A coleção está dividida em sete vertentes, as mesmas que orientam o livro. Pintura, escultura, mobiliário, gravura, arte indígena, arte popular brasileira e arte sacra constituem os módulos, mas na casa dos Bettiol não há divisões, todas as peças convivem em harmonia. ;Essa coleção não foi premeditada;, avisa Betty. ;Começou sem sabermos e sem a intenção de ser uma coleção.;
Foram 50 anos percorrendo o Brasil em busca de todo tipo de arte, o que resultou em um amplo panorama da produção artística brasileira das últimas cinco décadas. ;É difícil não ter um representante dos grandes movimentos desde os anos 1940;, avisa Luiz Carlos. Obras de pintores do Grupo Santa Helena e dos japoneses radicados em São Paulo constituem o núcleo mais expressivo da coleção com obras de Aldo Bonadei, Fúlvio Penacchi, Francisco Rebolo, Alfredo Volpi, Manabu Mabe e Tomie Othake. Mas há um pouco de tudo distribuído pelos cômodos projetados por Zanine. De Tarsila do Amaral a Galeno, passando pelos anjos (os mesmos da Catedral) e outras esculturas de Alfredo Ceschiatti, pinturas de Arcangelo Ianelli e Burle Marx e desenhos de Athos Bulcão.
Velho Chico
A liberdade com a qual Betty e Luiz Carlos construíram a coleção foi essencial para que pudessem mergulhar no mundo da arte popular e do artesanato. O conjunto tem bons representantes da arte brasileira dos anos 1950 e 1960, mas o destaque está nas peças populares reunidas ao longo de anos de viagens pelo Brasil. Primeiro de carro, e agora no comando de um monomotor, o casal pratica um autêntico garimpo país afora. Nunca compram peças em lojas e preferem adquira-las diretamente do artista ou artesão. ;E existem tantos pelo país!
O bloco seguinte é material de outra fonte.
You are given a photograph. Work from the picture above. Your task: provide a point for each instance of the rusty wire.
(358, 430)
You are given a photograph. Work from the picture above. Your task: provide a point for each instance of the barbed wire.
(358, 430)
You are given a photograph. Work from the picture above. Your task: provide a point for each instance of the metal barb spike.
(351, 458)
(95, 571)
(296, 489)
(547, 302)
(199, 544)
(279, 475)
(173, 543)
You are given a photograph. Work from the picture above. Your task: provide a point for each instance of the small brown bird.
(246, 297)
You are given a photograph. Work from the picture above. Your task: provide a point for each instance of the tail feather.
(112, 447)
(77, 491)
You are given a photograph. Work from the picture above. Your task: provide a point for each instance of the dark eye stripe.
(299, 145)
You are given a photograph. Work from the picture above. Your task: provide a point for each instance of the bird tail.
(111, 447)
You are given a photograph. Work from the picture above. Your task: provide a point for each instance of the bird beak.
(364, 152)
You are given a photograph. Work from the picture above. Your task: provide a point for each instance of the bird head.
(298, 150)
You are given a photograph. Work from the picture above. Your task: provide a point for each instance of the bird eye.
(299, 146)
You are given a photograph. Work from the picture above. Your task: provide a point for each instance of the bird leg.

Mas nem 10% são conhecidos;, lamenta Betty. ;Já cruzamos o Rio São Francisco mais de 100 vezes em busca de peças.;
No livro a ser lançado, a própria casa dos Bettiol figura como item da coleção. ;Era um projeto muito querido para o Zanine e por isso a casa sempre esteve aberta aos estudantes da UnB. O livro é uma insistência nessa nota;, garante Luiz Carlos. Três textos acompanham as imagens. Um, assinado pelo jornalista Ricardo Medina, tem valor sentimental e narra a trajetória dos Bettiol de São Paulo a Brasília. O livro terá uma primeira tiragem de 2.000 exemplares e a renda do dia do lançamento será revertida para construir uma sala de música no Hospital do Câncer Infantil de Brasília.
Modernidade
Longe da academia e perto do modernismo, o grupo Santa Helena, que reunia pintores como Volpi e Rebolo, dividiu o mesmo ateliê na Praça da Sé, em São Paulo, e deu vida a uma obra que virou símbolo da modernidade paulista dos anos 1940.
Arte brasileira na coleção Bettiol
Textos de Carlos Fernando Mathias, Enock Sacramento e Ricardo Medina. 360 páginas. Preço médio: R$ 200.